La primera cuestión que conviene entender es que no solo importa si una finca invade o no el dominio público. También puede quedar afectada por la servidumbre de protección, por la servidumbre de tránsito u otras limitaciones legales que condicionan de forma intensa las obras, usos y transformaciones posibles. En la práctica, eso significa que una actuación que desde el punto de vista puramente civil o registral parece normal puede requerir autorizaciones previas, estar sometida a condiciones muy estrictas o incluso resultar improcedente.
Esto afecta a cuestiones muy diversas: cerramientos, ampliaciones, reformas, usos turísticos, obras de conservación, instalaciones, urbanizaciones, accesos o servicios comunes.
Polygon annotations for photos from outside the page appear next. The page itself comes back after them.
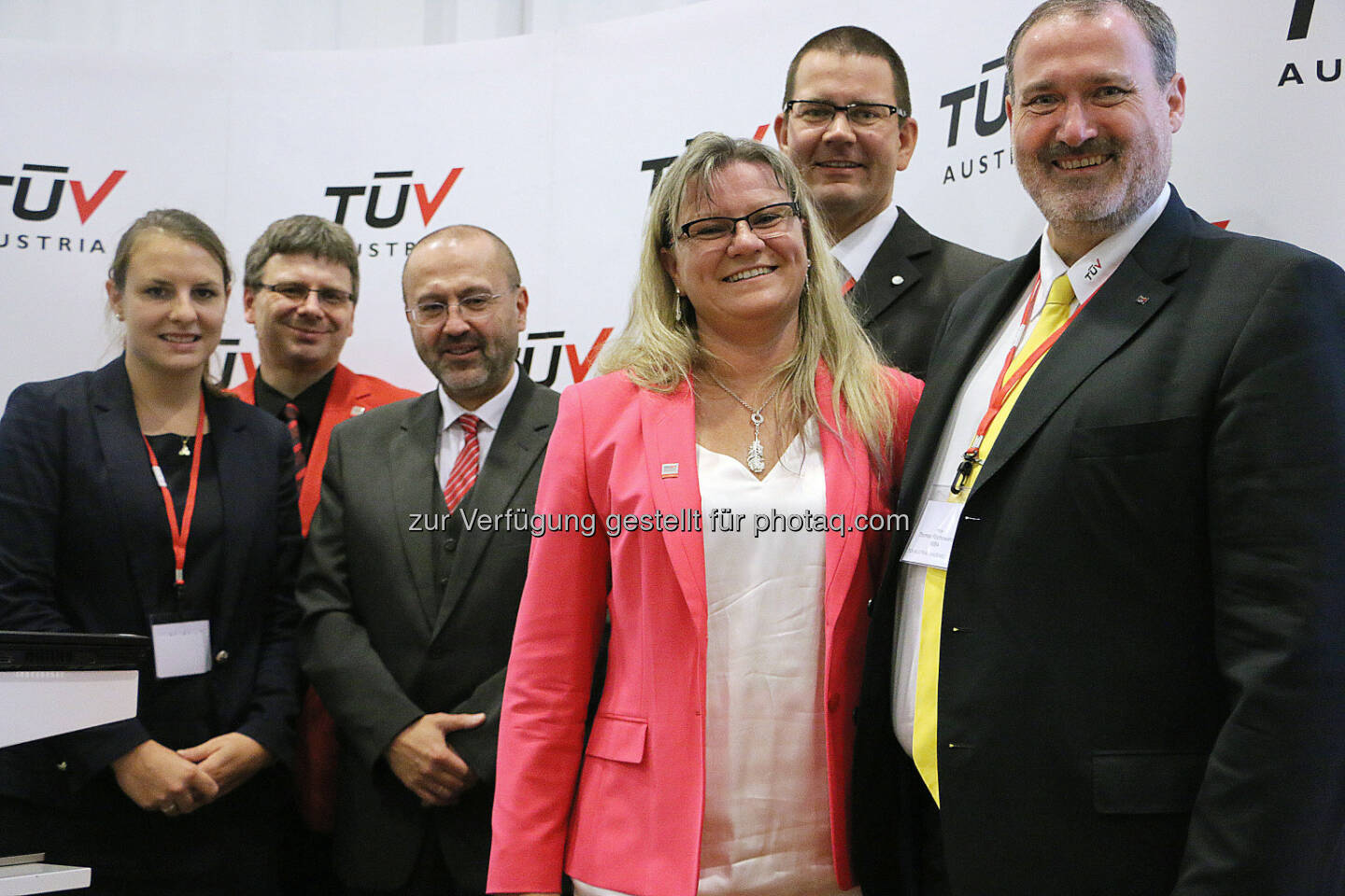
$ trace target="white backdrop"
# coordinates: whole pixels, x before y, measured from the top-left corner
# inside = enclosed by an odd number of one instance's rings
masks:
[[[432,384],[401,313],[405,247],[434,227],[475,223],[518,255],[533,298],[531,375],[549,379],[554,357],[557,386],[582,379],[600,334],[625,317],[650,163],[701,130],[759,133],[795,50],[837,24],[882,34],[911,73],[920,141],[897,201],[936,234],[1018,255],[1041,219],[1010,167],[1007,129],[995,126],[1003,67],[994,63],[1032,5],[706,0],[401,50],[202,55],[0,40],[0,399],[116,351],[102,282],[117,236],[145,210],[195,211],[241,266],[269,222],[335,216],[342,191],[363,253],[351,367]],[[1318,3],[1297,39],[1290,21],[1305,0],[1165,5],[1188,81],[1173,172],[1182,197],[1233,230],[1345,259],[1345,185],[1333,164],[1345,145],[1342,4]],[[222,365],[256,351],[239,294],[235,285],[225,325],[235,343],[222,347]]]

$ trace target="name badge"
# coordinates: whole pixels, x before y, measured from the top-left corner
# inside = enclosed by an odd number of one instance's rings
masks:
[[[937,486],[935,493],[948,494],[948,486]],[[927,501],[901,562],[947,570],[963,506],[960,501]]]
[[[178,678],[210,672],[210,619],[163,622],[149,627],[155,676]]]

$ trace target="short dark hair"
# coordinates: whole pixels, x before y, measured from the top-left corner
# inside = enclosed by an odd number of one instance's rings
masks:
[[[907,79],[907,66],[901,56],[892,48],[892,44],[873,34],[868,28],[858,26],[841,26],[830,28],[808,39],[799,47],[790,60],[790,73],[784,77],[784,101],[799,99],[794,95],[794,82],[799,75],[799,63],[810,52],[835,52],[842,56],[877,56],[892,69],[892,94],[897,98],[897,105],[911,114],[911,82]],[[811,97],[803,97],[811,99]]]
[[[1018,55],[1018,44],[1022,43],[1022,36],[1033,26],[1053,16],[1073,15],[1095,19],[1107,7],[1120,7],[1130,13],[1130,17],[1145,32],[1149,48],[1153,50],[1154,78],[1161,85],[1171,81],[1171,77],[1177,74],[1177,28],[1173,27],[1173,20],[1167,17],[1167,13],[1158,8],[1157,4],[1149,0],[1046,0],[1028,13],[1028,17],[1022,20],[1022,24],[1013,32],[1013,39],[1009,42],[1009,50],[1005,52],[1005,90],[1009,91],[1009,95],[1013,95],[1014,89],[1013,60]]]
[[[312,255],[343,265],[350,271],[351,298],[359,298],[359,251],[344,227],[317,215],[291,215],[273,220],[247,250],[243,286],[261,286],[261,269],[272,255]]]
[[[233,274],[229,271],[229,253],[225,251],[225,243],[210,228],[210,224],[190,211],[180,208],[155,208],[153,211],[147,211],[121,235],[121,239],[117,240],[117,250],[112,254],[112,265],[108,266],[108,278],[117,289],[126,287],[126,269],[130,267],[130,257],[136,251],[136,240],[147,230],[157,230],[204,249],[219,262],[221,271],[225,275],[225,292],[229,292]]]
[[[499,236],[496,236],[491,231],[486,230],[484,227],[477,227],[476,224],[449,224],[448,227],[440,227],[436,231],[430,231],[430,232],[425,234],[424,236],[421,236],[420,239],[416,240],[416,244],[412,246],[412,251],[406,253],[406,261],[410,262],[412,253],[414,253],[417,249],[420,249],[420,244],[424,243],[424,242],[426,242],[426,240],[429,240],[429,239],[434,239],[437,236],[452,236],[455,239],[460,239],[463,236],[471,236],[473,234],[477,235],[477,236],[484,236],[488,240],[491,240],[492,243],[495,243],[495,249],[499,250],[499,254],[500,254],[500,263],[504,267],[504,279],[508,281],[508,287],[510,289],[518,289],[519,286],[522,286],[523,285],[523,278],[519,277],[519,273],[518,273],[518,261],[514,258],[514,250],[511,250],[508,247],[508,243],[506,243],[503,239],[500,239]],[[406,274],[406,267],[404,265],[402,266],[402,275],[404,275],[404,278],[405,278],[405,274]],[[402,298],[406,297],[405,292],[406,290],[405,290],[405,279],[404,279]]]

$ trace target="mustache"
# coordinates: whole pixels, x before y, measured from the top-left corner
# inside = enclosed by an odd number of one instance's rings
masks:
[[[281,322],[284,322],[288,326],[293,326],[297,330],[303,330],[305,333],[335,333],[338,329],[340,329],[332,321],[327,321],[325,325],[323,326],[312,326],[311,324],[316,322],[316,318],[299,314],[297,310],[299,309],[295,309],[293,312],[282,317]]]
[[[1077,146],[1071,146],[1064,142],[1053,142],[1037,153],[1037,160],[1052,163],[1069,156],[1119,156],[1120,150],[1120,141],[1115,137],[1089,137]]]

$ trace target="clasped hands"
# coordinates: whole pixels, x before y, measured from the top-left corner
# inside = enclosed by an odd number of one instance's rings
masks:
[[[147,740],[114,759],[112,771],[117,786],[141,809],[186,815],[219,799],[270,763],[265,747],[231,731],[186,750]]]
[[[387,767],[422,806],[452,806],[477,780],[476,772],[448,746],[445,735],[486,721],[480,712],[432,712],[402,728],[383,755]]]

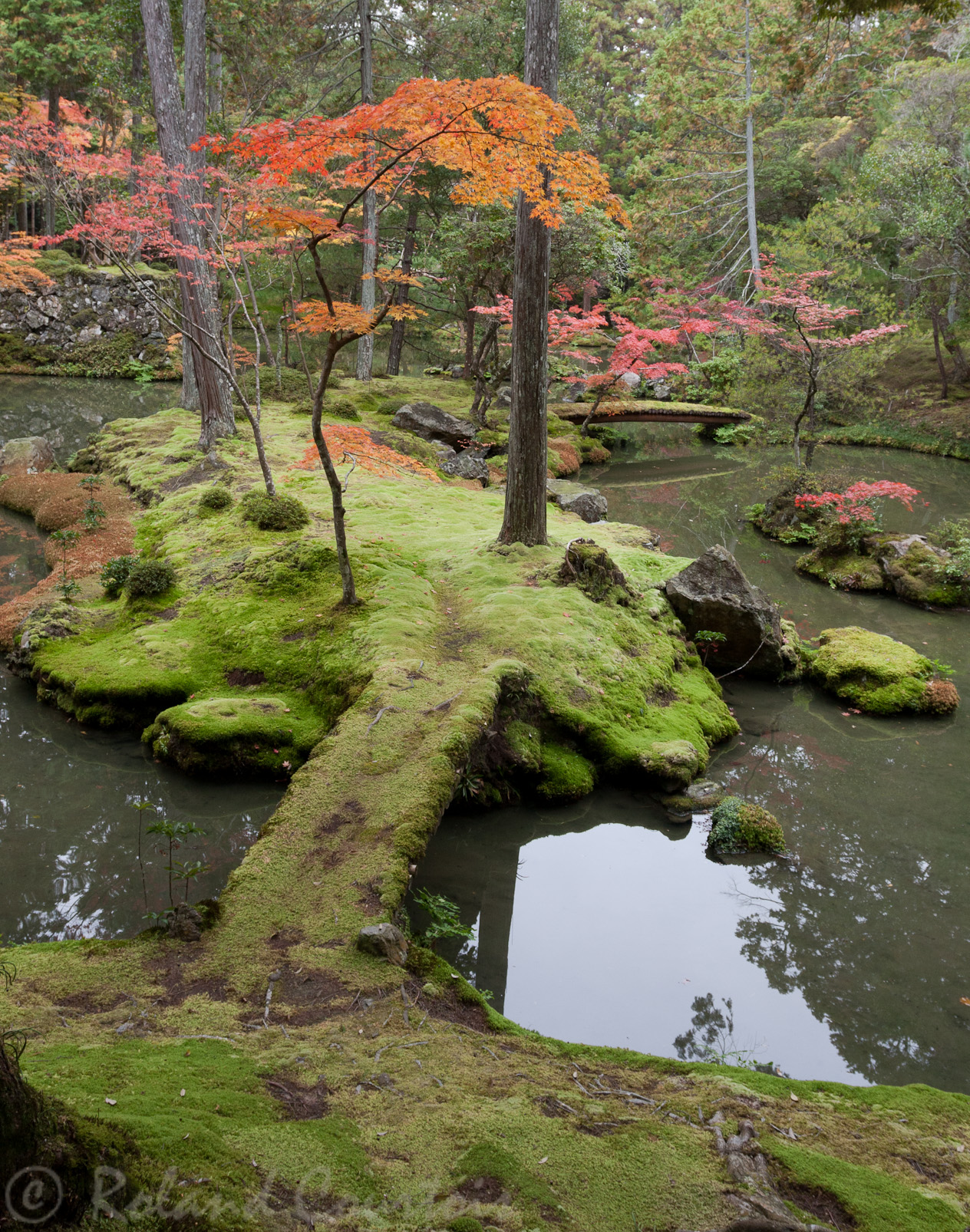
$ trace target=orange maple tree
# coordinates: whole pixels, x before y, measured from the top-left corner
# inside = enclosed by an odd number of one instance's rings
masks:
[[[406,186],[409,193],[420,193],[422,175],[430,166],[454,172],[451,197],[461,205],[511,207],[521,192],[532,205],[532,217],[552,228],[560,225],[563,201],[577,212],[599,205],[611,218],[626,223],[597,160],[582,150],[557,147],[557,139],[569,129],[579,131],[569,108],[518,78],[415,79],[383,102],[361,105],[334,120],[274,120],[211,140],[218,154],[255,170],[256,185],[265,192],[263,224],[280,235],[303,237],[313,259],[323,301],[298,306],[297,329],[327,339],[313,397],[313,441],[333,498],[345,604],[357,600],[346,551],[343,485],[320,426],[323,395],[334,359],[344,346],[372,333],[385,319],[418,314],[419,309],[394,299],[402,283],[419,283],[398,270],[377,270],[382,298],[373,312],[365,312],[334,298],[320,246],[359,239],[348,219],[367,190],[387,201]],[[292,190],[300,193],[298,205],[285,200]],[[334,193],[343,203],[329,200]],[[320,197],[318,207],[307,208],[308,198]]]

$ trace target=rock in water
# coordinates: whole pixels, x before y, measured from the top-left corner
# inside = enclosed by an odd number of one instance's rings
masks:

Y uno de los errores más frecuentes es pensar que basta con la licencia municipal o con que la obra exista desde hace años. En realidad, la normativa de costas opera con su propia lógica y puede condicionar decisivamente la actuación, incluso aunque el inmueble esté consolidado desde hace tiempo o se encuentre integrado en una urbanización.
Además, los conflictos en esta materia no se reducen a la autorización de una obra. Muchas veces el problema aparece por deslindes, modificaciones de la línea de protección, limitaciones sobre edificaciones ya existentes o discrepancias sobre qué actuaciones pueden considerarse admisibles en inmuebles que han quedado afectados por la nueva delimitación administrativa.
Por eso, cuando una propiedad se encuentra en el entorno litoral, no basta con preguntar si la obra puede hacerse, sino qué régimen jurídico especial pesa sobre la finca y qué autorizaciones adicionales pueden ser necesarias. En materia de costas, una mala lectura inicial del problema suele desembocar en expedientes muy difíciles de reconducir después.
La proximidad al mar añade valor al inmueble, pero también añade complejidad jurídica. Y esa complejidad no debe analizarse tarde, cuando ya ha aparecido la prohibición o la sanción, sino antes de actuar.